I defined ten intents to represent common user goals within an e-commerce context.
- Explore
- Inspire
- Refine
- Compare
- Decide
- Deal
- Delivery
- Returns
- Support
- Account
Each intent is linked to one or more predefined UI patterns. To keep the system coherent and understandable, the interaction model was deliberately limited to six patterns.
- Card Feed
- Inspiration
- Quick Filter Panel
- Info Panel
- Shop the Look
- Support FAQ
Based on detected intent and context, the AI selects the most appropriate pattern. Multiple patterns can belong to a single intent. Pattern selection follows strict rules, while the underlying model is designed to learn from interaction data over time.
Design decisions and refinement
One of the main challenges in this project was shaping how the system proposes next steps.
Early iterations showed that follow-ups could easily become too specific, which sometimes led to assumptions that did not fully match the user’s intent.

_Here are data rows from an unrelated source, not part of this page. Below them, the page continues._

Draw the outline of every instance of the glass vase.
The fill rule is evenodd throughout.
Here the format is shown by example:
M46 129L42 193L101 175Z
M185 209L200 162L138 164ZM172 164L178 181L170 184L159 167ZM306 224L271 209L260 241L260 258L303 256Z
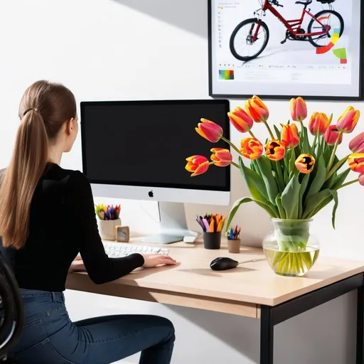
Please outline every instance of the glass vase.
M263 241L270 267L282 276L306 274L314 267L320 252L318 240L310 233L312 219L271 220L274 231Z

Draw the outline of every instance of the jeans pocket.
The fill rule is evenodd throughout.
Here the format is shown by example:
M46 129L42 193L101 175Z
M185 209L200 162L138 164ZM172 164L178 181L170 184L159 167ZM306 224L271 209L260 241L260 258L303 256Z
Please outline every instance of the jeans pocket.
M42 319L24 326L20 342L11 357L18 364L73 364L53 348Z

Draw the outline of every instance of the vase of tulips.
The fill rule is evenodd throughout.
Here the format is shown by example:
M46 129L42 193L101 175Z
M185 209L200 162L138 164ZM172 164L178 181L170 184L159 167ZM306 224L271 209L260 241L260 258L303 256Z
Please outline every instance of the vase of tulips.
M338 159L338 147L344 135L354 130L360 111L348 107L335 124L332 114L314 112L306 126L304 100L292 99L290 107L291 121L280 127L269 124L269 109L257 96L246 101L244 109L237 107L229 112L231 124L245 134L240 148L224 137L220 125L201 119L196 132L211 143L224 141L237 153L238 161L233 161L229 149L213 148L210 160L204 156L187 158L186 169L195 177L212 165L239 168L250 196L235 202L225 226L231 225L242 205L257 203L273 223L273 233L263 241L269 266L278 274L299 277L311 269L318 257L319 243L310 232L313 218L332 203L335 228L339 190L356 183L364 186L364 133L351 140L350 153ZM269 138L264 145L253 134L255 123L267 127ZM346 181L350 172L358 176Z

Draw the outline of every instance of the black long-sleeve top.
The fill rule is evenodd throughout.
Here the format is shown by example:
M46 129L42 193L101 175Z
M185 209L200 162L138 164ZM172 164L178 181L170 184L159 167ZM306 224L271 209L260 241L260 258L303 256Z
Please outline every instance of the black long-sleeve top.
M96 284L120 278L144 263L139 254L107 257L86 176L50 163L33 197L24 247L16 250L0 244L0 250L11 265L19 287L41 291L65 290L68 269L79 252Z

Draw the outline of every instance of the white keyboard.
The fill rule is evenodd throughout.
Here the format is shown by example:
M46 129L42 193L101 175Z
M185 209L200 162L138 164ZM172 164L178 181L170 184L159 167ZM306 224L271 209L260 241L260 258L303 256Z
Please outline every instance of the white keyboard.
M136 245L128 242L102 242L106 254L110 258L120 258L134 253L161 254L168 255L169 250L164 247Z

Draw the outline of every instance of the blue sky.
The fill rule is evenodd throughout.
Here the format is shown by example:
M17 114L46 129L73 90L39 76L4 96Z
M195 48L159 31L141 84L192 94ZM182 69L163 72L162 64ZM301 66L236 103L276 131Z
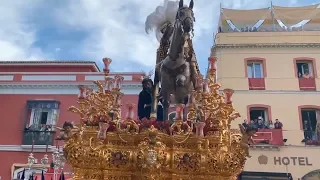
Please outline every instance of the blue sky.
M219 18L219 1L195 1L194 46L202 72ZM153 69L158 42L146 34L148 14L163 0L0 0L0 60L113 59L113 71ZM185 4L189 3L185 0ZM274 0L303 6L314 0ZM269 0L224 0L223 7L269 7Z

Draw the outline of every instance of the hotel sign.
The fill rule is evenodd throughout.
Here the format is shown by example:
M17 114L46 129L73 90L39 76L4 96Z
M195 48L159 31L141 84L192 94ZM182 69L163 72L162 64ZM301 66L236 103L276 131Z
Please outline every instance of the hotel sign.
M271 160L271 159L270 159ZM265 155L261 155L258 157L259 164L268 164L269 158ZM274 165L291 165L291 166L312 166L311 161L307 157L280 157L280 156L274 156L273 157L273 164Z
M274 165L312 166L307 157L273 157Z

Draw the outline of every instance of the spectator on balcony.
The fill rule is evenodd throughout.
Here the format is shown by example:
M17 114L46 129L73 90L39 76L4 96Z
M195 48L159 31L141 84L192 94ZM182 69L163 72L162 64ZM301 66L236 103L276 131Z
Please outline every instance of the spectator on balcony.
M274 129L274 124L273 124L273 122L272 122L272 120L269 120L268 122L267 122L267 128L268 129Z
M265 125L263 123L262 118L258 119L257 127L258 127L258 129L264 129L265 128Z
M251 120L249 125L257 128L257 122L255 120Z
M312 139L312 128L310 123L307 120L303 121L303 132L304 132L304 139L311 140Z
M244 128L247 128L248 125L249 125L248 120L246 120L246 119L243 120L242 126L243 126Z
M309 72L305 72L304 74L303 74L303 78L311 78L311 76L310 76L310 74L309 74Z
M282 129L282 123L279 121L279 119L276 119L276 122L274 123L275 129Z

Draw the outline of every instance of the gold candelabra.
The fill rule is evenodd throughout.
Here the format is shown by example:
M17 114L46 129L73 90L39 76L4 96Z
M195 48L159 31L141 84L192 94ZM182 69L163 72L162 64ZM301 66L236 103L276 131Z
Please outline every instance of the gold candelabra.
M80 86L79 131L65 142L67 163L74 179L85 180L232 180L242 171L246 154L241 134L231 129L239 117L232 106L233 90L219 93L216 58L209 58L207 78L199 77L190 94L187 121L184 105L176 105L173 124L168 121L138 121L134 105L120 116L123 78L109 78L111 60L105 64L104 82L94 91Z

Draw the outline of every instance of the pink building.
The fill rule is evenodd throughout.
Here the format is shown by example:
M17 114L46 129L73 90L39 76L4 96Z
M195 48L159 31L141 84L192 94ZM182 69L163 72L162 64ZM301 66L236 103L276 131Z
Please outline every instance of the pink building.
M122 103L137 104L143 74L111 73L110 76L114 75L124 77ZM76 114L67 111L76 105L78 85L92 86L94 80L103 79L103 72L90 61L0 62L1 179L17 178L27 167L32 149L37 161L31 168L41 172L40 159L46 149L51 159L56 147L54 138L58 134L54 126L79 120ZM124 116L126 109L121 113ZM49 125L49 131L41 131L43 125Z

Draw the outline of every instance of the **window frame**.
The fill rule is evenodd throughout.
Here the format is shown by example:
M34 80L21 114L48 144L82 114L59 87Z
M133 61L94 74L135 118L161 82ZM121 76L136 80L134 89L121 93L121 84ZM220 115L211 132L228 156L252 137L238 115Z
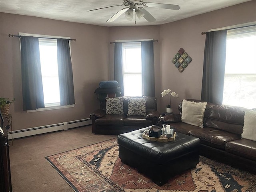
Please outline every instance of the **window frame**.
M71 38L70 37L64 37L64 36L51 36L51 35L41 35L38 34L33 34L30 33L26 33L24 32L19 32L18 34L19 36L33 36L33 37L38 37L39 38L49 38L50 39L71 39ZM71 56L71 44L70 41L69 42L69 48L70 48L70 57L71 57L71 59L72 59L72 57ZM36 109L35 110L27 110L27 112L36 112L38 111L45 111L48 110L52 110L54 109L61 109L63 108L69 108L70 107L74 107L75 106L75 104L73 104L72 105L68 105L66 106L60 106L60 105L56 105L56 104L58 103L54 103L53 105L49 106L49 104L45 104L45 108L39 108L38 109Z
M137 39L137 40L116 40L115 42L121 42L122 43L134 43L134 44L136 44L136 42L137 43L140 43L140 48L141 48L141 42L142 41L151 41L151 40L154 40L153 39ZM122 50L123 50L123 49L122 49ZM123 65L124 64L122 64ZM142 72L141 73L136 73L136 72L126 72L125 73L124 73L124 69L123 68L123 71L122 72L122 75L123 75L123 79L124 80L124 74L125 73L126 74L141 74L141 76L142 76ZM141 89L142 89L142 93L141 93L141 95L142 95L142 80L141 80L141 83L142 83L142 87L141 87Z
M227 40L232 40L232 39L241 39L242 38L246 38L246 37L250 37L250 36L254 36L254 37L256 37L256 26L255 26L254 25L253 25L254 26L241 26L240 27L238 27L238 28L235 28L234 29L230 29L230 30L228 30L227 31ZM227 48L228 48L228 47L227 47ZM256 54L255 54L255 56L256 56ZM227 59L228 59L229 57L227 57L226 56L226 64L227 63ZM229 62L228 62L228 63ZM255 64L256 64L256 63ZM240 76L240 77L238 78L238 79L240 81L242 81L243 80L244 80L244 81L245 81L245 79L248 79L248 78L246 78L246 77L248 77L248 76L252 76L252 77L255 77L256 76L256 71L255 72L253 72L253 73L248 73L248 72L241 72L241 73L237 73L237 72L227 72L226 71L226 70L227 70L227 68L226 68L226 68L225 68L225 72L224 72L224 84L225 85L225 81L230 81L230 79L231 78L235 78L236 77L239 77ZM232 77L232 76L233 76L233 77ZM225 78L226 77L226 78ZM250 79L250 78L249 78L249 79ZM251 80L251 81L252 81L253 82L255 81L255 78L252 78L252 80ZM223 100L222 101L222 104L226 104L226 105L231 105L231 103L228 103L228 102L223 102L224 101L225 101L224 99L225 98L225 96L227 96L228 95L227 95L226 94L224 95L224 93L225 92L226 92L227 91L226 91L226 92L224 91L224 90L225 90L225 89L228 89L228 87L226 87L225 88L225 87L224 87L223 88ZM240 92L241 91L242 91L242 89L241 89L241 88L238 89L238 90L237 91L238 91L238 92ZM237 91L236 90L236 91ZM246 94L246 92L244 92L244 91L243 92L244 92L244 94ZM239 100L239 98L240 96L241 96L243 95L243 94L238 94L238 95L237 95L237 96L236 97L235 97L235 98L236 98L236 100ZM252 94L252 97L251 97L251 98L253 98L254 97L253 96L254 96L254 94ZM256 96L256 95L255 96ZM246 99L246 97L245 96L244 96L243 97L241 97L241 98L242 98L243 99L242 99L242 101L243 100L244 100L244 99ZM226 102L227 101L226 101ZM241 102L242 102L241 103ZM244 105L243 105L242 103L242 101L241 101L239 103L240 104L238 105L238 106L241 106L242 107L244 107L246 108L247 108L247 107L248 107L248 105L247 106L246 106L246 103L244 103ZM242 106L242 105L243 105ZM252 107L251 107L251 108L254 108L254 106L252 106Z

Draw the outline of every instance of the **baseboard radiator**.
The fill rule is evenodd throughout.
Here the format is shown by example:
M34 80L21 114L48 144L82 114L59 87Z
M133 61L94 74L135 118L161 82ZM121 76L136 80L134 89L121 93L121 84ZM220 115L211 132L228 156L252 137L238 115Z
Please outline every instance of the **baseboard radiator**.
M20 138L28 136L42 134L42 133L49 133L54 131L60 131L62 130L66 130L68 129L75 127L86 126L92 124L92 120L88 118L76 121L64 122L63 123L48 125L45 126L28 128L28 129L22 129L11 132L10 129L8 130L8 133L9 139Z

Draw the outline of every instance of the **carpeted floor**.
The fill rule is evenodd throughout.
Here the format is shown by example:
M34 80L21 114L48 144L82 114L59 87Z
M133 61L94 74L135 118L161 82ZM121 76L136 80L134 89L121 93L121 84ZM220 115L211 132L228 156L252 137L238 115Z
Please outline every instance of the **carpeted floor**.
M78 192L256 191L256 175L203 156L196 168L160 187L121 162L116 138L46 158Z
M90 126L14 140L10 143L12 191L74 192L45 157L116 138L93 134Z

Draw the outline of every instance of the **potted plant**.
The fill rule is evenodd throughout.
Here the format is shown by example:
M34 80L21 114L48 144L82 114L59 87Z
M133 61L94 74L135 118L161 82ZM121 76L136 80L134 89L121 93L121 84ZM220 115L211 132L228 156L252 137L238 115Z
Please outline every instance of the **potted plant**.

By keeping follow-ups more generic, the system supports progress without forcing direction. Users remain free to explore or adjust course, while the interface continues to provide guidance.
Dashboard and insights
Alongside the user-facing interface, I designed a dashboard to observe how the system behaves over time.
The dashboard shows detected intents, selected UI patterns and follow-up usage. This makes it possible to identify patterns in user behavior and understand how the AI supports different types of shopping journeys.
Final thoughts
Sentient Design demonstrates how AI can add practical value to e-commerce by making interactions faster, more focused and easier to navigate—especially in moments where users are still exploring or deciding.
By responding to intent and context, the experience becomes more supportive and more efficient, without overwhelming users or taking control away from them. Early signals from the MVP suggest that this approach helps users move forward with greater clarity and confidence.
While exploratory in nature, this project shows how sentient, intent-aware interaction can complement existing e-commerce platforms and points toward a future where shopping experiences adapt more naturally to the needs of the user.